To reach the goal he selects a specific way atypical for formulation regularities of the physical world; it has nothing to do with experiment or at least with variation procedures normally utilized by theoreticians to derive equations of motion or of a field (although no one can convincingly substantiate reckless use of these procedures). Instead, the author takes for the basis of his considerations a pure mathematical object, a set of quaternions, exotic numbers discovered in XIX century; they have four units and non-symmetric multiplication.
Two reasons support use of quaternions. They form the last good – exclusive – algebra hence deserve attention. Moreover, quaternions are “very geometric” since their three vector units in a way describe the 3D space as a coordinate system.
At this point, the author makes an unexpected move. He finds a unique two-dimensional subspace whose elements in square combinations provide restoration of the 3D space, and consequently the whole quaternion algebra. Then he slightly deforms the subspace and looks for a condition leaving the algebra stable.
The most strange (even incredible) fact is that the sought for condition, a pure mathematical differential equation, when written in physical units takes precise shape of the Schrodinger equation of quantum mechanics! Moreover, a picture of the deformed subspace elements acquire the sense of a geometric image of the wave function, traditionally an abstract “faceless” entity.
Then triggering to the macro-length scale the author reduces the stability condition to equations of classical mechanics. It becomes possible only if the phase of the subspace deformation nearly stops changing, probably taking a minimal value. Necessarily, this leads to identifying the phase with the so-called “action”, suggested by Pierre Maupertuis in XVIII century; up to now, it has been remained an enigmatic function providing derivation of Newton’s dynamic equations within the realm of analytical mechanics, which the Nobel Prize winner Eugene Wigner used to call incomprehensible.
In the Yefremov’s math-born “synthetic mechanics”, the basic correlations of analytical mechanics arise automatically together with a strange “dual” model of a particle. Here the classical massive particle has at once two “faces”.

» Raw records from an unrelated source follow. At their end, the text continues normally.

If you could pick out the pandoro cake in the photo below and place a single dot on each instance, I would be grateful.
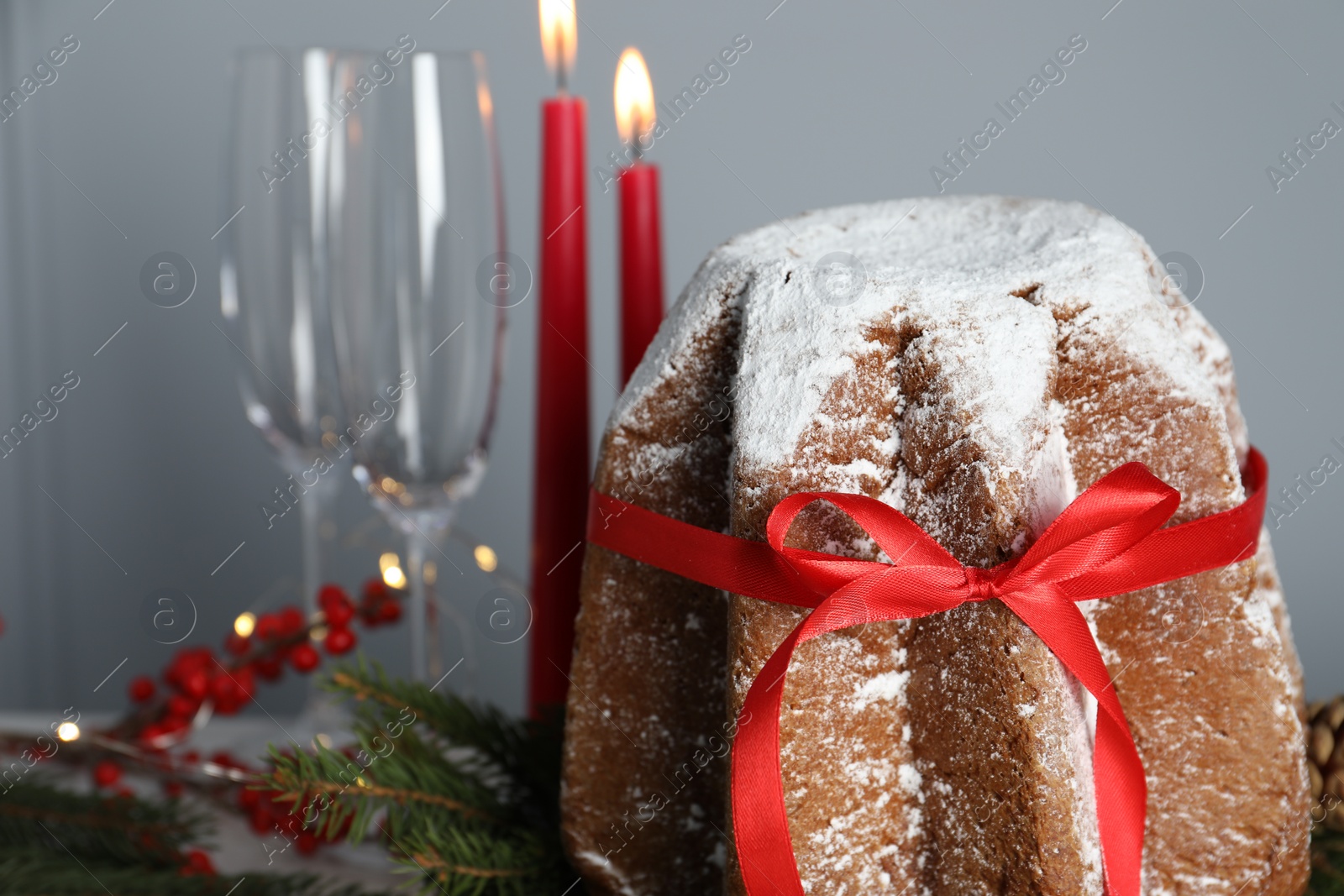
(974, 363)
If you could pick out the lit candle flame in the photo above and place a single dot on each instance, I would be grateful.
(633, 93)
(559, 38)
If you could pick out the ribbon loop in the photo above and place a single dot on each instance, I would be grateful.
(1108, 542)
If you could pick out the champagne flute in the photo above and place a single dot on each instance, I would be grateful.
(416, 241)
(273, 296)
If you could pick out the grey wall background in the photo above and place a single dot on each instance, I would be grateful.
(1167, 120)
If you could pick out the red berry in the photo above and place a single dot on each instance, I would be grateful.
(107, 773)
(339, 641)
(292, 621)
(304, 658)
(339, 613)
(141, 688)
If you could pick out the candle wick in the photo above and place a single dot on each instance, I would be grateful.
(636, 150)
(562, 74)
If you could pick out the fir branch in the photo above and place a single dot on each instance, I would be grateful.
(116, 829)
(465, 797)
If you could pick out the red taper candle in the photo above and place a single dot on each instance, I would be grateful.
(642, 264)
(642, 241)
(559, 490)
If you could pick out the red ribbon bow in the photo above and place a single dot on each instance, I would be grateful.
(1108, 542)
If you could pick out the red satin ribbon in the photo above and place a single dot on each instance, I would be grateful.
(1108, 542)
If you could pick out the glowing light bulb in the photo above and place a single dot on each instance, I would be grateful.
(486, 558)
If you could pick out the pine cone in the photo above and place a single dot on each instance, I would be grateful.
(1326, 761)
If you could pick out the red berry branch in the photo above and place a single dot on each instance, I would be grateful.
(198, 683)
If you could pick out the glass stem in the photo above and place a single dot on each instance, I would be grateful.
(418, 620)
(315, 510)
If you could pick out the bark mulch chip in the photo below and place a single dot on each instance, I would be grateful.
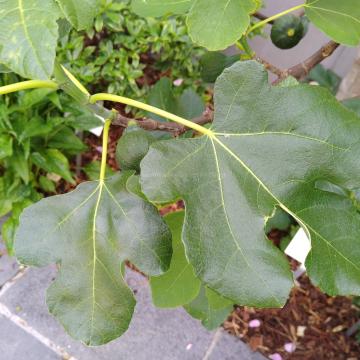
(311, 326)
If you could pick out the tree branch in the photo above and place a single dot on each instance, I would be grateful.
(268, 66)
(261, 16)
(151, 124)
(302, 69)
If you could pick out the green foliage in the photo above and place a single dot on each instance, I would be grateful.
(132, 147)
(288, 31)
(118, 52)
(325, 77)
(225, 20)
(189, 104)
(92, 170)
(272, 155)
(89, 296)
(206, 172)
(80, 13)
(29, 36)
(213, 63)
(36, 141)
(353, 104)
(209, 307)
(340, 20)
(156, 8)
(179, 285)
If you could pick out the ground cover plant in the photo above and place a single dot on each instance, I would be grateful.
(262, 147)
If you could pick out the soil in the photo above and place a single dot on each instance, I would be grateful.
(312, 323)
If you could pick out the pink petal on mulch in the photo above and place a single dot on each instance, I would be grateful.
(254, 323)
(290, 347)
(275, 356)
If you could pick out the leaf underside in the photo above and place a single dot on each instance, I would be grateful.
(90, 232)
(28, 36)
(80, 13)
(219, 24)
(271, 145)
(179, 285)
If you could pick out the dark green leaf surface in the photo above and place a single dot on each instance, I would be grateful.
(209, 307)
(28, 36)
(80, 13)
(353, 104)
(338, 19)
(160, 7)
(325, 77)
(179, 285)
(89, 233)
(269, 148)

The first one is imaged as an unusual structure “hardly working” in the subspace; resembling a conic-gearing mechanism, it pumps over (with a certain frequency) a specific “load” from a real sector of the subspace to its imaginary sector, and vice versa. Objectively speaking, this picture interpreted by the author as a new image of a complex (or quaternion) number, in fact is a (rarely clear) display of an oscillating 2D spinor.
The second particle’s “face” is built out of “squared” spinor elements. We see it in the 3D space as a mass confined in a very small volume, nearly a point; however, this point-like particle rotates about one axis with frequency twice as great as that of the spinor oscillation.

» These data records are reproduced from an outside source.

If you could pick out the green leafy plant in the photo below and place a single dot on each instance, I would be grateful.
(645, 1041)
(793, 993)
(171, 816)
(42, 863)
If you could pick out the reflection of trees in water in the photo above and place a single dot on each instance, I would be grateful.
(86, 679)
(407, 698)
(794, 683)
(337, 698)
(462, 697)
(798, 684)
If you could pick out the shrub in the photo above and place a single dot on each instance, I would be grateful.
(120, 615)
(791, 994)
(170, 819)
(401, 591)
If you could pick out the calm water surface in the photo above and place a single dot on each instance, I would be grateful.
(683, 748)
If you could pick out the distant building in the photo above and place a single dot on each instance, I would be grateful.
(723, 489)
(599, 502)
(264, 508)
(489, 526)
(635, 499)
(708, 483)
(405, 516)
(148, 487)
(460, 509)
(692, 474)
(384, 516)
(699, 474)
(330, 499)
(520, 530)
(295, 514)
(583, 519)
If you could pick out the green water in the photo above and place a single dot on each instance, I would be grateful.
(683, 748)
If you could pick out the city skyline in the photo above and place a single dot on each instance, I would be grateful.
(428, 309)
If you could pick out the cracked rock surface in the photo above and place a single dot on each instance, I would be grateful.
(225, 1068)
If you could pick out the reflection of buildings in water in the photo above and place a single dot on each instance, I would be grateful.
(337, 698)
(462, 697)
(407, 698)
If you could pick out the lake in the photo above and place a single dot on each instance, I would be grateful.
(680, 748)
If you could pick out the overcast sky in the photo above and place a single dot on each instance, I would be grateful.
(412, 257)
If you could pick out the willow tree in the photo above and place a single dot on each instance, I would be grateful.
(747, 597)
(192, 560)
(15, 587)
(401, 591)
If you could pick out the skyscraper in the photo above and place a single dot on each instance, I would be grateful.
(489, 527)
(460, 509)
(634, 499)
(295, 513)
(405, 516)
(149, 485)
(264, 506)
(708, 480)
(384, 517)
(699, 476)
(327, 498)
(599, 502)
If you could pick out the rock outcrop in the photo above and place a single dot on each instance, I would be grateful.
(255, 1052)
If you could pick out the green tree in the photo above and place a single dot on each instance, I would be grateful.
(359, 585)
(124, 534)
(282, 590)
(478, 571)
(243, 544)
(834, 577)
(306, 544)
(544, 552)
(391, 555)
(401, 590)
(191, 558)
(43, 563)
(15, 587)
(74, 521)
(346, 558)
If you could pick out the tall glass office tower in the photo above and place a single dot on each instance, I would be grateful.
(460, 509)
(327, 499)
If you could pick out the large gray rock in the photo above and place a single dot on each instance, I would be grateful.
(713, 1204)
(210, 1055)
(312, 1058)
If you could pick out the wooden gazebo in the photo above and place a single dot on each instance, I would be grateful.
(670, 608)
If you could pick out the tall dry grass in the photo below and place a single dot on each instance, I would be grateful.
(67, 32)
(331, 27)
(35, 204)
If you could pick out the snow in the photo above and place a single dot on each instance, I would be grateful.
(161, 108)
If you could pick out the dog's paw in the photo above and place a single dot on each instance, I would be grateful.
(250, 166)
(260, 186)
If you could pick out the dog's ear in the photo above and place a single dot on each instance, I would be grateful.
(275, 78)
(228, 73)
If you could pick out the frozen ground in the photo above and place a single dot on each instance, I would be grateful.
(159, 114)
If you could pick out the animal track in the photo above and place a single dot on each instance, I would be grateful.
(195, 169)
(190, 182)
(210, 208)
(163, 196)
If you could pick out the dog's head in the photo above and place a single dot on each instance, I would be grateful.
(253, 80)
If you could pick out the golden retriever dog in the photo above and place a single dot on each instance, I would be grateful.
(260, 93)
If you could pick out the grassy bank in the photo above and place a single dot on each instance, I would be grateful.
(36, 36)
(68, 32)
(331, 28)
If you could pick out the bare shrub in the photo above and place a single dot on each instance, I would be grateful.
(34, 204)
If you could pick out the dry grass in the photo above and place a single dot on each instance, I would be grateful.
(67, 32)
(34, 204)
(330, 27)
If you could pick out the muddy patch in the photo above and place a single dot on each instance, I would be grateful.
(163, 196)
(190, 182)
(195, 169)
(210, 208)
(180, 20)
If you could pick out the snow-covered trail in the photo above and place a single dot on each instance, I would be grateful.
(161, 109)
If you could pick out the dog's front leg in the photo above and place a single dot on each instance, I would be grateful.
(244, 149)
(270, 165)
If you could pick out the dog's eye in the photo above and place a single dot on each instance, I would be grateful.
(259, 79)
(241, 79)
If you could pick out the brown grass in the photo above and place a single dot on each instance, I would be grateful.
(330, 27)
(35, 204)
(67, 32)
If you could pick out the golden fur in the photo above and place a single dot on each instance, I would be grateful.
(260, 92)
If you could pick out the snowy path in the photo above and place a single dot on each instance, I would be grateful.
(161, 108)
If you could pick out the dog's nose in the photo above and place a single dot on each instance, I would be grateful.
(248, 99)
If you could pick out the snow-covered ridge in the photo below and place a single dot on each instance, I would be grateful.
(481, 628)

At this stage, the author undertakes another non-conventional step. He “takes a microscope” and starts examining the moving in space and rotating about itself “nearly-point mass” from a closer distance. He discovers that a border-point of the uniformly moving particle depicts a helix line, and if the point’s speed is fixed, then the helix arc is described precisely as the Einstein’s space-time interval giving birth to special relativistic mechanics.
Geometry of the rotating and non-uniformly moving particle generates a dynamic equation characteristic to general relativity. In the small speed approximation, this theory expectedly reduces to classical mechanics but as well gives – and it is really a surprising fact – the energy-frequency and momentum-wave vector correlations postulated by De Broglie at the earliest times of quantum mechanics.

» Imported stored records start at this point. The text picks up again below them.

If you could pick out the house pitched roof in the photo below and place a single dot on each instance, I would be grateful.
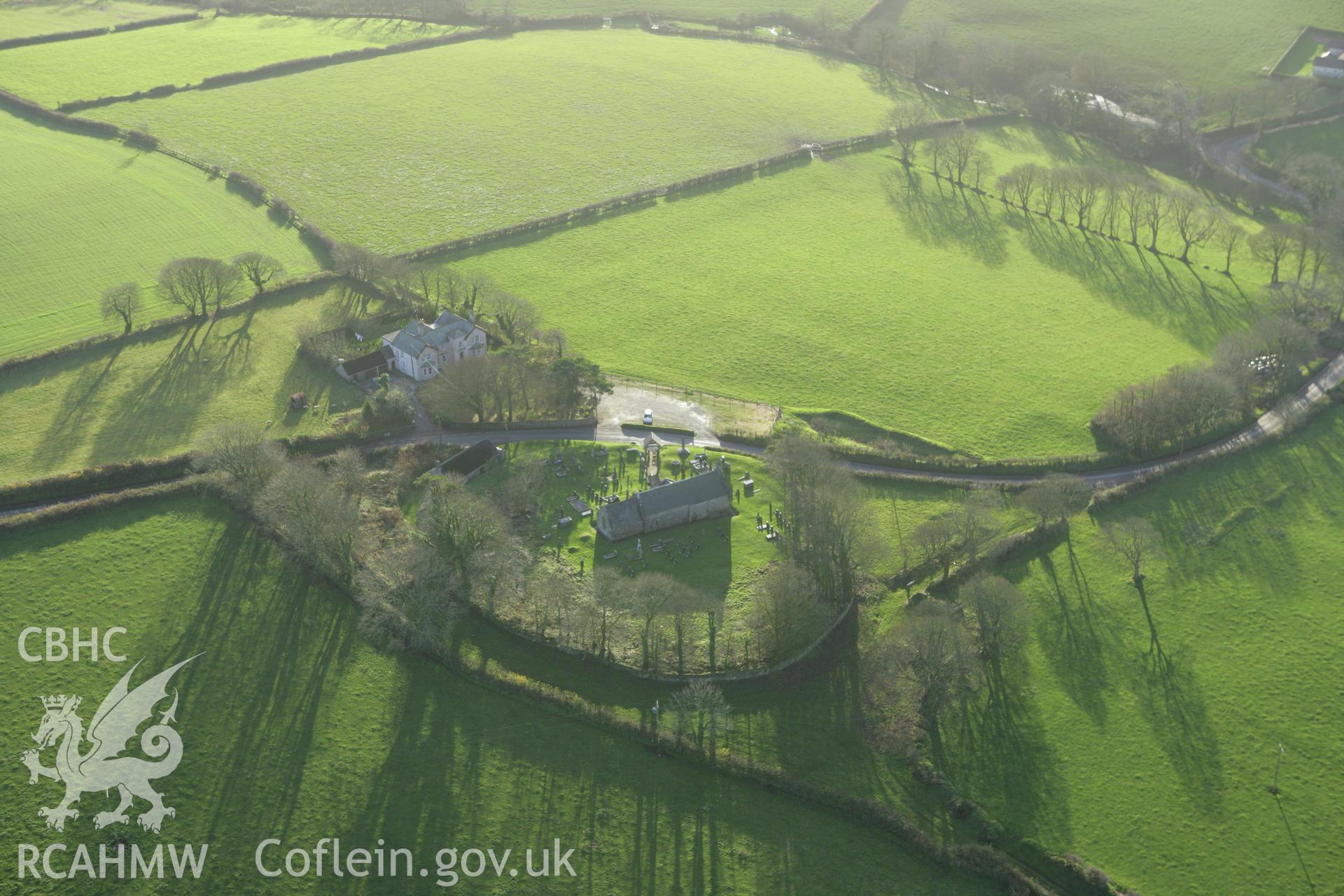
(369, 362)
(683, 492)
(470, 458)
(417, 336)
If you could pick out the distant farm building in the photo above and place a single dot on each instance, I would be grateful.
(1329, 64)
(421, 349)
(473, 461)
(701, 498)
(366, 367)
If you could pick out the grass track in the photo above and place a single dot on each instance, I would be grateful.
(1203, 43)
(29, 19)
(511, 130)
(295, 729)
(182, 54)
(84, 214)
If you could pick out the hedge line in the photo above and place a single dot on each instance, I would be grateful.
(972, 858)
(93, 33)
(96, 479)
(284, 67)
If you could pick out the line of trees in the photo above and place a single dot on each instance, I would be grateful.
(1189, 403)
(828, 528)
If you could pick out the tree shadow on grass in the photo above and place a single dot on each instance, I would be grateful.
(1070, 629)
(1172, 703)
(78, 409)
(940, 214)
(999, 754)
(1142, 284)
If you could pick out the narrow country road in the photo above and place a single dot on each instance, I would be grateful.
(1268, 425)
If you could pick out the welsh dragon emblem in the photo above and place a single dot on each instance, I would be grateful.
(102, 767)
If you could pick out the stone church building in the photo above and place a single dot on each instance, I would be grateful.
(701, 498)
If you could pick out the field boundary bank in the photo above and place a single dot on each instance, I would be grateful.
(800, 666)
(983, 860)
(281, 69)
(163, 324)
(711, 181)
(58, 36)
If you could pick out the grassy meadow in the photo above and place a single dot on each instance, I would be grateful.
(155, 394)
(84, 214)
(24, 19)
(295, 729)
(840, 11)
(182, 54)
(1203, 43)
(792, 284)
(1159, 771)
(589, 115)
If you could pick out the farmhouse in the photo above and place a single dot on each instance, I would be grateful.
(366, 367)
(701, 498)
(1329, 64)
(421, 349)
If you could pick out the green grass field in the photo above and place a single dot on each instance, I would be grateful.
(1278, 147)
(295, 729)
(153, 396)
(182, 54)
(84, 214)
(1203, 43)
(785, 288)
(505, 131)
(1160, 774)
(840, 11)
(19, 19)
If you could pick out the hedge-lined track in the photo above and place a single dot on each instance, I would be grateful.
(400, 174)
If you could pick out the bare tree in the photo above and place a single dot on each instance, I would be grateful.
(702, 713)
(1228, 235)
(907, 124)
(1195, 220)
(1056, 496)
(121, 301)
(1272, 245)
(936, 540)
(1136, 540)
(999, 615)
(241, 457)
(416, 583)
(787, 612)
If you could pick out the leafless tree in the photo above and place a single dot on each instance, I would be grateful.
(200, 285)
(121, 301)
(1136, 540)
(258, 269)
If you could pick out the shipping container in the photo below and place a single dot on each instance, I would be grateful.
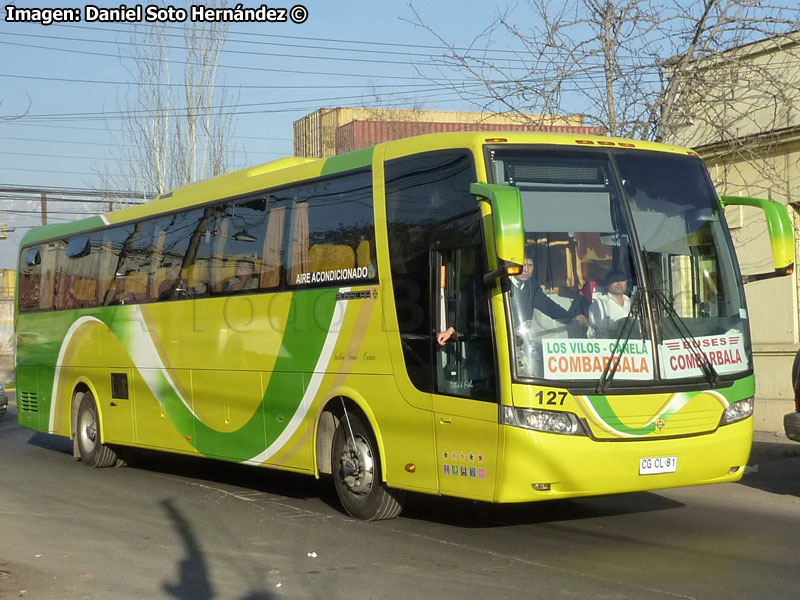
(316, 134)
(362, 134)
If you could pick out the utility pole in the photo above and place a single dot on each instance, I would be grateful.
(44, 208)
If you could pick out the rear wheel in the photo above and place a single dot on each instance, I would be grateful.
(357, 472)
(87, 436)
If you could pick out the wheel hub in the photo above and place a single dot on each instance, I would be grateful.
(357, 466)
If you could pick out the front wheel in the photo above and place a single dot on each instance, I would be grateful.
(357, 472)
(87, 436)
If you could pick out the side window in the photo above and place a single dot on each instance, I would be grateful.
(175, 248)
(223, 249)
(132, 277)
(333, 233)
(242, 229)
(430, 212)
(112, 248)
(30, 280)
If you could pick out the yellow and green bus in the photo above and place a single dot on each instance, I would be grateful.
(420, 316)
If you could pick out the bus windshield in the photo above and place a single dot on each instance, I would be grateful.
(588, 304)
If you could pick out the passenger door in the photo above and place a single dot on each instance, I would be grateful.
(465, 379)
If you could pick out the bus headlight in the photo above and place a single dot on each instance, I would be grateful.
(737, 411)
(550, 421)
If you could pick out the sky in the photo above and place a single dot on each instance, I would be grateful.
(71, 80)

On this, the circle closes. From the math, saving quaternion algebra, the author deduces equation for a quantum particle, analyzing it at the lab scale he arrives to Newtonian dynamics, the classical particle’s fast rotation leads to relativity, which in its weak version returns the basic classical-quantum correlations. By the way, in this theory the rest-mass energy exists due to the particle’s proper rotation.
The logic of this theory looks good although some actions and interpretations differ from the generally accepted. So, all aspects of the traditional axiomatic approach to quantum mechanics is fully ignored. Nothing is said about the properties of operators; the wave function is claimed to describe a certain “square root of relative mass”, not a probability amplitude. The Schrodinger equation decay into an interior mass-distribution equation and exterior classical Hamilton-Jacobi equations (on the lab scale) looks somewhat artificial. The geometric “helix-line approach” to relativity introduces a cylindrical spiral space line instead of the habitual fourth coordinate thus deleting time from the list of real physical directions.
However, the author evidently does not regard his theory as the ultimate truth rather taking it for an interesting phenomenon and an acceptable way to learn mechanics cursory. That is why he composes his book as a “special course”, aimed, first to display the study of quaternion, and then, as a consequence, to consider the laws of mechanics born from the math. In each chapter, he inserts detailed methodical supplements, numerous typical and test problems and questions (may be too much).
As a whole, the book makes a strange impression. Correct mathematically it nonetheless too radically touches on the most fundamental positions in conventional physics. Normally such “crazy ideas” can hardly break through traditional time-tested approaches to apprehend the scientific facts. Generations of teachers and students have to be gone until such “an easy way” to study physics as suggested in the Yefremov’s book could be accepted. If that ever happens.